As a matter of fact, I'm thinking there is some merit to the idea that there should only be two sorts of workout breakdowns for marathon runners: Marathon pace or faster and everything else. I understand that there is some value to working your anaroebic system prior to a marathon(although I'm not entirely sure how you go about doing it), but since the marathon is 90 some percent aerobic, I wonder if that time wouldn't be better served working on something else. I also understand that there are a lot of coaches and runners much smarter and faster than me who do advocate a period of anaroebic work, so I'm sure there is some merit to the whole thing. However, for me, this time around, I'm sticking with aerobic conditioning all the way.
Having said all that, this week is about dialing into marathon pace. On Tuesday, I did a mid-morning run of 8 miles with the middle 4 at marathon pace. To be honest, it didn’t feel good at all. It was done on a treadmill, so I'm sure that didn't help, but it was still pretty discouraging. Then about five hours later, the opportunity arose to do a 20 miler out to my parents house.
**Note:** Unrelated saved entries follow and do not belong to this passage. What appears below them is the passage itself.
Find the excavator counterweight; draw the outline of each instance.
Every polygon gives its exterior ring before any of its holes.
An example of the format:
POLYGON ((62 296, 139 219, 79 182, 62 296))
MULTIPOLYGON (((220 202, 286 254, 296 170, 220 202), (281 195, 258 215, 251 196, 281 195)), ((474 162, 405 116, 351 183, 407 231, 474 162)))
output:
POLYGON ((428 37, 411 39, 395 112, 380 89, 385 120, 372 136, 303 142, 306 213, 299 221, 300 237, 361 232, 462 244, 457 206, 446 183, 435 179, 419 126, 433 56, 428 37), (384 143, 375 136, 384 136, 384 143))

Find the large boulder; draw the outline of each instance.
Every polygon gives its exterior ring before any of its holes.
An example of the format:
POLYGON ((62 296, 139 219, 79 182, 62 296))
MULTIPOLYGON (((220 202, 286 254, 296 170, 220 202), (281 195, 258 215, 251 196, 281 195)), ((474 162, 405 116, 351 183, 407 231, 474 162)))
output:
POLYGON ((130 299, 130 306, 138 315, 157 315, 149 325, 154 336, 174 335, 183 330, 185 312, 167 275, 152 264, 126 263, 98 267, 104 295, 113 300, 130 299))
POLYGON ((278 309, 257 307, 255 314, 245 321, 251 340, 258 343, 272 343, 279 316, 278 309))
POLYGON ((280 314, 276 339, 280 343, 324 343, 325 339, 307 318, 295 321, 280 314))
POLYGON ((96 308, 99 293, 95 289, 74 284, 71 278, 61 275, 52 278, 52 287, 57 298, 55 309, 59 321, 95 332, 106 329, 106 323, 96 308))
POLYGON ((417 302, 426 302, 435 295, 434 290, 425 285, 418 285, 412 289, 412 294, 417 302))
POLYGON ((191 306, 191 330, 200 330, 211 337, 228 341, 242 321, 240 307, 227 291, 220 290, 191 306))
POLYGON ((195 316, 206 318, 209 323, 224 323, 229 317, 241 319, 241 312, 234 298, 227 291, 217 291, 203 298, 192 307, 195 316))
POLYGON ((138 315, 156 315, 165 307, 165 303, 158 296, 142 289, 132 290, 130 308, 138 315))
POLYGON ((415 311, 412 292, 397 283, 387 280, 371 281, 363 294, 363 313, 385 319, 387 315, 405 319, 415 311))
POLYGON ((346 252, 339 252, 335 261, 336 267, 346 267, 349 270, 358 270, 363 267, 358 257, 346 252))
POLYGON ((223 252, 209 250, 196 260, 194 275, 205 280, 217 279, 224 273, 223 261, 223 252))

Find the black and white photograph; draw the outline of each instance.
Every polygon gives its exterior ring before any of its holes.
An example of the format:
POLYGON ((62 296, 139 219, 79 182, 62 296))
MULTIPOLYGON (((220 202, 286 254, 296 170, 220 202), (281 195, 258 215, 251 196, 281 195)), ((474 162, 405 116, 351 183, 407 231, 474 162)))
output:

I jumped on it and did the first 15 miles at a 7 minute pace and then managed to do the last 5 at a 6 minute pace. While I did have a little bit of trouble dialing into that marathon pace after close to two hours of steady 7 minute paced running, once I found that second gear, I was able to maintain it for the 5 miles.
Today was an 11 mile run with 8 mile at marathon pace or faster. I give myself a little leeway on this one since it's done on the lakefront and the wind really dictates your speed to a certain extent. I did this same exact run last Thursday and was able to average 5:54 for the 8 miles. However, that run was done with a tailwind for the first four miles and then a headwind for the last four miles. This week, that scenario was reversed, so I had the headwind for the first four, but the wind was at my back on the way home. This definitely lends itself to faster times and today was no exception. I did the 8 miles in 46:04 for a pace of 5:45 for the 8 miles. I remember a few short months ago, struggling to do a 4 mile tempo run at this same pace. What was most encouraging about the run was that in the second half, I was very relaxed. In the past, I would tend to tense up at the end of tempo runs, thinking I really had to bear down and work hard to maintain pace. At this point, I'm feeling comfortable with the 5:45 and I'm confident that I can relax and still maintain pace at that speed. Hopefully, on marathon day, with an extra 15 second cushion, things will feel equally comfortable.